Undergraduate Research Program

Terence Leach

Leach, Terence 150x200
Majors: Ecology, Evolution, & Conservation Biology, Oceanography
Minor: Marine Biology
Mentors: Dr. Gabrielle Rocap, Oceanography; Michael Carlson

Contact: tleach32@uw.edu

Current research project: Uncovering the Evolutionary Relationships of Pseudo-nitzschia

Translate your work so that we can all understand its importance
In my lab, we work with a group of microscopic marine phytoplankton called diatoms. Diatoms account for 1/5 of global photosynthesis and they make up the base of many marine food chains. Specifically, my project focuses on a genus of diatoms called Pseudo-nitzschia. Pseudo-nitzschia are known for their formation of harmful algal blooms in which they produce a sometimes deadly neurotoxin called domoic acid (DA). In my project, I am attempting to find a trend or connection between DA producers on an evolutionary level by sequencing DNA sections of various species of Pseudo-nitzschia and putting them on a phylogenetic tree to find their relations to one another.
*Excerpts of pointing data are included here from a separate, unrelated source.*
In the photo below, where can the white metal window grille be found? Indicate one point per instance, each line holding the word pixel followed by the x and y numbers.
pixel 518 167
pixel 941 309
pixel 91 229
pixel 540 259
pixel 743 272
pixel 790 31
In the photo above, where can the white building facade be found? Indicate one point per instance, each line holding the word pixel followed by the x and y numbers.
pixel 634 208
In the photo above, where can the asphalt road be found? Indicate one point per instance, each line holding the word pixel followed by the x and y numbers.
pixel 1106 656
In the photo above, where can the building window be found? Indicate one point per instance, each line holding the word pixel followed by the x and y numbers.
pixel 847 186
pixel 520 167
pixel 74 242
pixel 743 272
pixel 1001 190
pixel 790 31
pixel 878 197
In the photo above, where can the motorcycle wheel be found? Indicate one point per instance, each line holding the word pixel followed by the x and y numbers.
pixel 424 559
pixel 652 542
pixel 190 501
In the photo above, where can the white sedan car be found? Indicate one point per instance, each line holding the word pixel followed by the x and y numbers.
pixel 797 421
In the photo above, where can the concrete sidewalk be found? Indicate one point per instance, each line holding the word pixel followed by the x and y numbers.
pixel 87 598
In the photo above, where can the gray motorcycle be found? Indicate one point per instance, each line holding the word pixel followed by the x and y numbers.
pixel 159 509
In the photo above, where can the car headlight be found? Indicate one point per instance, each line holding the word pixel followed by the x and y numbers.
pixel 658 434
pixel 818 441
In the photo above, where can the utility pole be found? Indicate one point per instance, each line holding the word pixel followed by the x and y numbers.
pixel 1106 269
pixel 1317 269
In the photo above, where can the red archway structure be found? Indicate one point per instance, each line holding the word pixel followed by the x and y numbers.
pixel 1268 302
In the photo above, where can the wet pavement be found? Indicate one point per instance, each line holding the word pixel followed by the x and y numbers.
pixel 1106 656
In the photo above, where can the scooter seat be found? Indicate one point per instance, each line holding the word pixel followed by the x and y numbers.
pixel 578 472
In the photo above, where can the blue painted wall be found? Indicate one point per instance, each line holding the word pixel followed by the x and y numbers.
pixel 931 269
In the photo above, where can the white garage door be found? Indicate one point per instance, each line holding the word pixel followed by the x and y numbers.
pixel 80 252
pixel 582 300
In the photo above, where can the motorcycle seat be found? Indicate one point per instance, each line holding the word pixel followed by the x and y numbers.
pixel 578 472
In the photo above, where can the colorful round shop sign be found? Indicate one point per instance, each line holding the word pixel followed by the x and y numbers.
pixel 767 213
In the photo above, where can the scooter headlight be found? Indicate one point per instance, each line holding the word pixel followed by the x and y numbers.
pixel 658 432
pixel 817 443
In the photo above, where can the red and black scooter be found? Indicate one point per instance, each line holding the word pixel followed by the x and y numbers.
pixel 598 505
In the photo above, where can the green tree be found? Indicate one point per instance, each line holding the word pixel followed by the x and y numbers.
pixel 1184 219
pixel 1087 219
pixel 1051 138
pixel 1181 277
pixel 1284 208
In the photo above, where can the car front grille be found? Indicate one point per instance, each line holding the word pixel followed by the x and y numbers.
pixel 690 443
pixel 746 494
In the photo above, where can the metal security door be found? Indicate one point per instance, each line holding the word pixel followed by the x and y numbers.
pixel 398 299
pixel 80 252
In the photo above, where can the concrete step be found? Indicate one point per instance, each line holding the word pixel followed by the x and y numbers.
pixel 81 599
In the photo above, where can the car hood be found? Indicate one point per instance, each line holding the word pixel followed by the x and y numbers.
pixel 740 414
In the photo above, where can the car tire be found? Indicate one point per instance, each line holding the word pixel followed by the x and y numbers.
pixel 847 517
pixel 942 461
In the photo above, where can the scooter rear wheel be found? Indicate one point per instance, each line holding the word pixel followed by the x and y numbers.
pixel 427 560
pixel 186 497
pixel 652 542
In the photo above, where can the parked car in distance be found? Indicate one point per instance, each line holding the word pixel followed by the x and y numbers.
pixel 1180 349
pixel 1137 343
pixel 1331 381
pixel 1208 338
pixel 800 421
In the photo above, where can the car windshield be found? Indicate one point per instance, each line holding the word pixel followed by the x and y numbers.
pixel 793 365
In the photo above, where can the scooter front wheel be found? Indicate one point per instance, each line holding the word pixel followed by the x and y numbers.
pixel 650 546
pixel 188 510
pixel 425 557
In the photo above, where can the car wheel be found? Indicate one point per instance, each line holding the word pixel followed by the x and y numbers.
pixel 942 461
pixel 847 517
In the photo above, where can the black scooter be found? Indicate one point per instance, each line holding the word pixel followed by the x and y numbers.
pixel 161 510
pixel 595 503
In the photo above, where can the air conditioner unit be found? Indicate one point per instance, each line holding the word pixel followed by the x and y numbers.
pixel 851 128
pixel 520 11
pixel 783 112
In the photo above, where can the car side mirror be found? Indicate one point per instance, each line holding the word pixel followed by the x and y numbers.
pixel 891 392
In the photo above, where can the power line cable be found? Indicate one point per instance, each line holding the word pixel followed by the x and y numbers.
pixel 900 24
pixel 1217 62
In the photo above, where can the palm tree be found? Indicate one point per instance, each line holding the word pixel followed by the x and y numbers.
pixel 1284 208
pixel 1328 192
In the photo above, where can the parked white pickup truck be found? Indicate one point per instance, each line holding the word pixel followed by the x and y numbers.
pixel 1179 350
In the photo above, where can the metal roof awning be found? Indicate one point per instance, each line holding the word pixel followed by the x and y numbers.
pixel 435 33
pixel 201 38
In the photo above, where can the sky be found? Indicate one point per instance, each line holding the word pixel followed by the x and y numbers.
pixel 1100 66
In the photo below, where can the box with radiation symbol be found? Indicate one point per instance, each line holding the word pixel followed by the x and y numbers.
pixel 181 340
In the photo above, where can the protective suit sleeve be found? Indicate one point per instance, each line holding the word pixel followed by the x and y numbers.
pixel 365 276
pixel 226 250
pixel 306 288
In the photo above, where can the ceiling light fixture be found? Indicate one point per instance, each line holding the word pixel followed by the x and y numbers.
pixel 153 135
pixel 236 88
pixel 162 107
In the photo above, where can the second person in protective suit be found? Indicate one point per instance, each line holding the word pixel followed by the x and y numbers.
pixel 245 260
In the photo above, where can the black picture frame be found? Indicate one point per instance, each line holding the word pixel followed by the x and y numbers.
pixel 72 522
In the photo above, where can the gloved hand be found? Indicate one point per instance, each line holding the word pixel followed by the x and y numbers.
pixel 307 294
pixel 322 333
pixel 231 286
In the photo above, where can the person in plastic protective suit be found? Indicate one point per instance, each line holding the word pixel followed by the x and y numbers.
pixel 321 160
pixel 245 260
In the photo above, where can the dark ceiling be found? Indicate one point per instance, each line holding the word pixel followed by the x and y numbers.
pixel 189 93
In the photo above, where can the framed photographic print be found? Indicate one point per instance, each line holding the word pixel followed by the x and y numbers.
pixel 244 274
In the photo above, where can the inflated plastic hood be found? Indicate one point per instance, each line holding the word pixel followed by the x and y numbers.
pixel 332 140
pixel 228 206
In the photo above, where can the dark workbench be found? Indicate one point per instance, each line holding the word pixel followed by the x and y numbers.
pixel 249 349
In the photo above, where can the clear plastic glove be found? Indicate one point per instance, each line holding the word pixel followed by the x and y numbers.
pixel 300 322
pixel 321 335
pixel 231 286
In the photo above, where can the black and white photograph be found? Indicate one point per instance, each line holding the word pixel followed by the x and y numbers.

What advice would you give a student who is considering getting involved in undergraduate research in your field?
For those considering undergraduate research, I would strongly recommend getting involved. Go to the Undergraduate Research Symposium to see what others are doing. You don’t have to do research in your major, if you find something that you think is interesting and would enjoy, you should get involved in the vast amount of great opportunities at the University of Washington.

When, how, and why did you get involved in undergraduate research?
I knew from a young age that I wanted to do research in a science field, so during my senior year of high school I applied to a program called GenOM ALVA. This program sought to take incoming minority students and introduce them to the vast amount of research opportunities at the University of Washington. Through this program, I was matched up with an Oceanography lab that I work in currently.

What is the most challenging and/or sometimes frustrating aspect of your undergraduate research experience?
Getting into research can be both challenging and rewarding. Being a student comes first, so on top of studying and any other activities that you are already juggling with hitting the books, you will have to add research to your workload. Although this will be a challenge, especially at the beginning, over time you will find how to balance your work. Time management is a great skill to have for the future, so honing it now will benefit you immensely. Do not let the amount of work scare you off; because you will be doing research at a university, most labs will know you are also a full time student. In my experience, I have found that most labs are flexible to class schedules. School and research can also work hand-in-hand because applying the concepts you learn in class to real life will help you a lot in both your research and in class.